Partendo da questo punto, è possibile riconoscere tutta una serie, una sequenza di queste nebulose, di queste bolle; esaminarne cioè l’intera genealogia: “Vorremmo ora attirare l’attenzione, nella stessa linea di interesse, sulla nebulosa D’Annunzio perché nessun’altra teoria dell’epoca o somma e combinazione di teorie può competere con essa in fatto di compiutezza e di efficacia mitologico-pratica. Questi addensamenti di materiali sovrastrutturali della più varia provenienza e qualità, fusi insieme a formare costellazioni del vivere individuale e collettivo, si susseguono regolarmente a partire dall’Unità. Alla carducciana (per definirla provvisoriamente), tiene ora dietro la dannunziana, cui seguirà la fascista e, forse, il conglomerato ‘cristiano’ del secondo dopoguerra; e c’è da chiedersi se non sia da cercare in questa direzione un tipo ideologico modulare, funzionale e necessario al particolare sviluppo italiano; tipo che potremmo definire formalmente a ‘grembo materno’, per indicarne il carattere isolante, protettivo, totalizzante e, all’occorrenza, autoritario” (L’Italiano. Il carattere nazionale come storia e come invenzione, Einaudi 2011, pp. 172-173).

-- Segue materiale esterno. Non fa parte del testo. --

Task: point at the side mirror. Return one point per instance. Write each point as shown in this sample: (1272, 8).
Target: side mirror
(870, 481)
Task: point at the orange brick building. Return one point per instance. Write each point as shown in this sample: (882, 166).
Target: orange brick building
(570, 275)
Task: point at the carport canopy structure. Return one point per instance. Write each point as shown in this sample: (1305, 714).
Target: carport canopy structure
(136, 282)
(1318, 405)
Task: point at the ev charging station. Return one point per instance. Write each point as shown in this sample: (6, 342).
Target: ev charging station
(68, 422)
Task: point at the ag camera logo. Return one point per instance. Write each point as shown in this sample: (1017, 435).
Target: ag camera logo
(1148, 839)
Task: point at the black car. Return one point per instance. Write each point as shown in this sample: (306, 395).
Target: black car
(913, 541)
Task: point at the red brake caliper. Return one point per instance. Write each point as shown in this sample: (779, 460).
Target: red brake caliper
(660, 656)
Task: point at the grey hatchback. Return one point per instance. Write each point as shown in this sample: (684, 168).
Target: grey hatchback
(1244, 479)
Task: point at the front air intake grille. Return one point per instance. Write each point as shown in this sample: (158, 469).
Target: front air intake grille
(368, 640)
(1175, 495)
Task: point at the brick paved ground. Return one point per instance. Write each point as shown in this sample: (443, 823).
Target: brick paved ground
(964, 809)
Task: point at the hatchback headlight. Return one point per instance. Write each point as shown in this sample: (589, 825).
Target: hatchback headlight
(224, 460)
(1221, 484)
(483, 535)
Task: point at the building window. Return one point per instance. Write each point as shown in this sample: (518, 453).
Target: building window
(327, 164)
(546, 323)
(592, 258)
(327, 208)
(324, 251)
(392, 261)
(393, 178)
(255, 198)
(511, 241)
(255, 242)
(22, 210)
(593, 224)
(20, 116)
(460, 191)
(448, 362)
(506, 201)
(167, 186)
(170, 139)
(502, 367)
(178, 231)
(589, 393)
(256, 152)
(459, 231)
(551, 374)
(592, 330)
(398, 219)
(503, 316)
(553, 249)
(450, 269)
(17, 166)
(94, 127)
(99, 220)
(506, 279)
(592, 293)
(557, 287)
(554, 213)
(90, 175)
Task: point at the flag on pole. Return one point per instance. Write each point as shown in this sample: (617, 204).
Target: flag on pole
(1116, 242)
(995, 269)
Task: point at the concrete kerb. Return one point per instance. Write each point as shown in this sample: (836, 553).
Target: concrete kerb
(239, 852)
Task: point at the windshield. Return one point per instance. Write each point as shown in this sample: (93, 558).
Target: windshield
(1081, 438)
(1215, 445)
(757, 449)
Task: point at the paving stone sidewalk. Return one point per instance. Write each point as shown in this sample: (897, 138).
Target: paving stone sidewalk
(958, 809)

È possibile dunque immaginare LGB come il fulcro della nuova bolla in cui l’Italia e l’italiani stanno penetrando? Invece di uscire dal pozzo profondo in cui siamo sprofondati circa trent’anni fa, invece di costruire il nostro ‘fuori’ attuale (speculare e analogo a quello del secondo dopoguerra: e, come allora, questo fuori dovrebbe coincidere con un’identità culturale e con una narrazione collettiva radicalmente riconfigurata), in qualche modo è come se stessimo scavando all’interno di quel pozzo un ulteriore cunicolo percettivo, che ci metta al riparo dagli eventi. Più sofisticato, più raffinato e al tempo stesso più desolante del precedente: imbottito di nostalgia, di retorica autocelebrativa, di autocommiserazione e di consolazione. Foderato di autoassoluzione.
La strategia ultima è ancora e sempre quella di aggirare l’elaborazione dei traumi, l’esperienza del fallimento, per offrire a se stessi e agli altri l’ennesima rappresentazione del dolore, del lutto, della sofferenza. (Come scrive Walter Siti: “Se mio padre muore, subito divento uno spettatore di una ‘morte del padre’”.) Purtroppo, rischia di essere il contrario di ciò che servirebbe davvero in questo momento: un mutamento radicale del punto di vista sulla realtà, che metta al centro l’oscurità vissuta e non presunta.